Neighbors’ fears should be taken seriously

I am pleased that such a lively discussion has developed regarding the Portland Halfway house, which is what I hoped the Daily articles would foster. But in light of some recent commentary, some response is necessary to reiterate what this issue is about, what it is not about, and to set the record straight.
The fundamental question was this and only this: Should a halfway house for convicted criminals be located in our campus community?
As I have stated in the past, there is nothing wrong with efforts and programs to rehabilitate convicted criminals. However, programs such as halfway houses pose risks to the community, especially to high-risk, high-crime communities like ours. To minimize risk, the house should be moved, not eliminated. Also, establishing “two-way communication” has always been a goal. Current contact with a member of the Portland House Board will hopefully lead to fruitful discussion of the matter.
There is a very specific reason why this situation poses a risk. Last January the Minnesota State Legislature released a comprehensive crime study. According to this report, nearly two-thirds of Minnesota’s ex-convicts are arrested again within three years of their release from prison. The highest re-offense rates were for property criminals, the kind of people admitted to Portland House.
Aside from first time sex offenders, program participation has little effect on the re-offense rates of criminals. Sixty percent to 65 percent of Portland House residents are sent back to prison before completing their program, despite the “close monitoring” of the residents. If this “close monitoring” is so effective, why can’t it stop the violations and illegal activity?
In the last two weeks, there have been articles in one of the local papers about two different people who escaped from Minneapolis area halfway houses, though not Portland House. One of these escaped male residents went on to rape and nearly kill a recent University graduate while on the run.
The risk is real. Just because something terrible has not yet happened because of Portland House does not mean we should remain passive. If something bad happens to a University student, and we could have prevented it, it will not sit well on my conscience.
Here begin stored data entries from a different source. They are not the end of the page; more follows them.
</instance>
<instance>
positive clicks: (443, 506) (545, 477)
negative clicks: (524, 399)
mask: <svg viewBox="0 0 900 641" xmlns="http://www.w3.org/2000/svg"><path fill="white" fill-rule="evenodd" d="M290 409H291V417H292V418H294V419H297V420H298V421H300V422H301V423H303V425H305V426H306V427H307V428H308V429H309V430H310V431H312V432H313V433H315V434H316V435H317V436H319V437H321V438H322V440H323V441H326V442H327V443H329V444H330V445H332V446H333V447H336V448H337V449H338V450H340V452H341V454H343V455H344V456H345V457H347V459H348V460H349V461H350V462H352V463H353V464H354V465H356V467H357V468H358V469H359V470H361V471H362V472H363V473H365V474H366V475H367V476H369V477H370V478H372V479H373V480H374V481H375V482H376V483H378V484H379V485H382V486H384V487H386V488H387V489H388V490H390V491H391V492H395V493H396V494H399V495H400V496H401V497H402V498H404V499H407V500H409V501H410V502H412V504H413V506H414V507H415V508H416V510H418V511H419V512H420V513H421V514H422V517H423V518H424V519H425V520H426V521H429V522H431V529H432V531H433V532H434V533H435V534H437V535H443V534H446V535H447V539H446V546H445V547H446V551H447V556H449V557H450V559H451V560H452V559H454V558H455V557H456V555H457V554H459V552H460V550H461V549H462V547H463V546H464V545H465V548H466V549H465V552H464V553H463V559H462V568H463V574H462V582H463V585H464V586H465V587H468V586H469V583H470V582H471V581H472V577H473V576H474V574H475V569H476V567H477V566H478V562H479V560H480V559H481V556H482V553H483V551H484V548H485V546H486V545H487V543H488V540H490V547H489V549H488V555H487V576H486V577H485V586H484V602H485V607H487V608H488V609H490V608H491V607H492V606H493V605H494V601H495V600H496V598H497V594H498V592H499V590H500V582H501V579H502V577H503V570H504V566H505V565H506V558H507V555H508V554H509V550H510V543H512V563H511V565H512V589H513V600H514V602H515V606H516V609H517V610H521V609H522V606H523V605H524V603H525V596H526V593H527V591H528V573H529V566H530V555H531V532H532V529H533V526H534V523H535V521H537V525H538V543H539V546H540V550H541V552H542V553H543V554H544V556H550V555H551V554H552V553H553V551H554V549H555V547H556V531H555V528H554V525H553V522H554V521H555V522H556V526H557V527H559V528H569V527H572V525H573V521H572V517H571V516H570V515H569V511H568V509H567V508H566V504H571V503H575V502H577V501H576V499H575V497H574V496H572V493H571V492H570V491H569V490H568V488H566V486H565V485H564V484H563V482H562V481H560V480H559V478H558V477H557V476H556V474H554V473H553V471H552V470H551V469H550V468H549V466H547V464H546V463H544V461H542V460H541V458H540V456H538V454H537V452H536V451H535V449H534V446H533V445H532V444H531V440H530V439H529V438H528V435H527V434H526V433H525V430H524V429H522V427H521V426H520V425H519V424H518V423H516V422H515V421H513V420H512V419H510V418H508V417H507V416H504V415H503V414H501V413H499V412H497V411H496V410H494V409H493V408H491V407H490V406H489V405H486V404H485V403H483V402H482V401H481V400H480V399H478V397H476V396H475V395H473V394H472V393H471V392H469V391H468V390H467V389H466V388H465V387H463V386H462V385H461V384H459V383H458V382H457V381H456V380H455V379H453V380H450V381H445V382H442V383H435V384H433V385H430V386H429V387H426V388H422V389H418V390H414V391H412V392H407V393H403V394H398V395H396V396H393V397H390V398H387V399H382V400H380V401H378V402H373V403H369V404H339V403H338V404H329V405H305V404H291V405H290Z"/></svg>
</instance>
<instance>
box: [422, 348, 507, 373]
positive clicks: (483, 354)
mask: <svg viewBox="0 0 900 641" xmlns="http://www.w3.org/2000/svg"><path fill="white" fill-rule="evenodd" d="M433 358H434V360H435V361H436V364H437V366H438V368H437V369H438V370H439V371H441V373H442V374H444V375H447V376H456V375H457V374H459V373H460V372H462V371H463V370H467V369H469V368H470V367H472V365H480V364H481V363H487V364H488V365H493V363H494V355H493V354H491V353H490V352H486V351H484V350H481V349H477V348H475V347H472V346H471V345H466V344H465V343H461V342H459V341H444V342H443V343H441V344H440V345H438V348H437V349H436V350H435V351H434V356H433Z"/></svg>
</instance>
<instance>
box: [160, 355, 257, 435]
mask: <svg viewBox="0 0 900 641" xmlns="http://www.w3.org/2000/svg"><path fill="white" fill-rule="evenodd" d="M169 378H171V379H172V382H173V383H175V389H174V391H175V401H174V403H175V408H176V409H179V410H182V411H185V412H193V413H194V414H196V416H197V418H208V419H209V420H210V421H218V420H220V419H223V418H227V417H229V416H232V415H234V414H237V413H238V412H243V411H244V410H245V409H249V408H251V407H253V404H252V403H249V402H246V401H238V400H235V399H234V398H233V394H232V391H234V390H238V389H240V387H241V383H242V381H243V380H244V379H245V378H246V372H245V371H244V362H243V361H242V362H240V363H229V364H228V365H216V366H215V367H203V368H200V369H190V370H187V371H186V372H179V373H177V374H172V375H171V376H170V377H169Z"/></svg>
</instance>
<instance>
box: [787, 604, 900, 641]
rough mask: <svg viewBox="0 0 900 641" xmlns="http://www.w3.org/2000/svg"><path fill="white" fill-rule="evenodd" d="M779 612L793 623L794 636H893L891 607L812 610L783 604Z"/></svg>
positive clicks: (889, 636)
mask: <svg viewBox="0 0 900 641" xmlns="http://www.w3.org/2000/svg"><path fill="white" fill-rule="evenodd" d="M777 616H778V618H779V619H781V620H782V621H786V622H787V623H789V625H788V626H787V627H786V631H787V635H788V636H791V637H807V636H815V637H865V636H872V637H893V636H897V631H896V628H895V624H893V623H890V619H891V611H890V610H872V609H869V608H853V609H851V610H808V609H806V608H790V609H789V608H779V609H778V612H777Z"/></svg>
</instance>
Unfortunately, the Daily and some of its readers have misinterpreted the real issue. This is not a “greek” issue. It does not matter that the people who brought this problem to public attention are in the greek system. The Daily headline should not have read “Sorority objects to halfway house.” The difficulty is the same regardless of whether the persons who are having problems with the Portland House are in a sorority or are a group of renters. This is a campuswide safety issue. Furthermore, not all members of the greek community are opposed to the house, as was observed by Briesler and Laitinen.
Frankly, Amanda Goetzman and Stephanie Thompson’s Friday opinion column was cause for outrage. Calling the sorority house the “true bad neighbor” is absurd. This is simply a cheap shot at a group of concerned student citizens. Their column, by calling these women “closed-minded, hypocritical, paranoid and lacking in human compassion,” implies that the sorority women are worse than the residents of Portland House. I am not an elitist, but I guarantee these women have not been convicted of any crimes, have not caused injury and loss to any victims and are fellow students. Goetzman and Thompson seem to bend over backward for the convicts, making them the “victims,” whereas normal college students are the villains. Talk about not living in the real world.
Roberto De Freita’s arguments are likewise objectionable on at least three points. First, race is not at all relevant to this issue. All that matters is that the probability of re-offense among criminals of any race is high, and our campus community is ripe with opportunity to commit crime. His commentary was totally off the original issue. Second, I am not a racist as he implied. His accusation that a minority like myself “resonates” that spirit of racism through American law and culture is absurd. Third, his next accusation that I look at criminals without concern for their rights is false. Last summer, I worked in a public defender’s office. Through Minnesota’s student practice rule, I represented more than 100 criminal defendants in court proceedings, advocating for them zealously.
However, these people have not “paid their debt to society” as I read in several letters. According to the Department of Corrections, these residents get to live there for eight months prior to their release dates from prison. Despite being convicted and sentenced to a specific prison term, they are being given an early release. In the alternative, some of the residents are on work release from local jails. These are privileges, not rights. We should focus less on the “rights” of convicted criminals and more on their victims.
I remain committed to my position on this issue. But, I will no longer debate it the press, and I hope that anyone who continues this discussion will focus on the real issue. Finally, do not criticize those who brought this issue to public attention, they are not the criminals. I would like to personally apologize to these women, who have endured insensitive, uncalled-for bad publicity. Whether you agree with me on this issue or not, I am only trying to protect the safety of my fellow campus community residents.
Robert Fowler is a second-year law student and a Republican candidate for State House District 59B.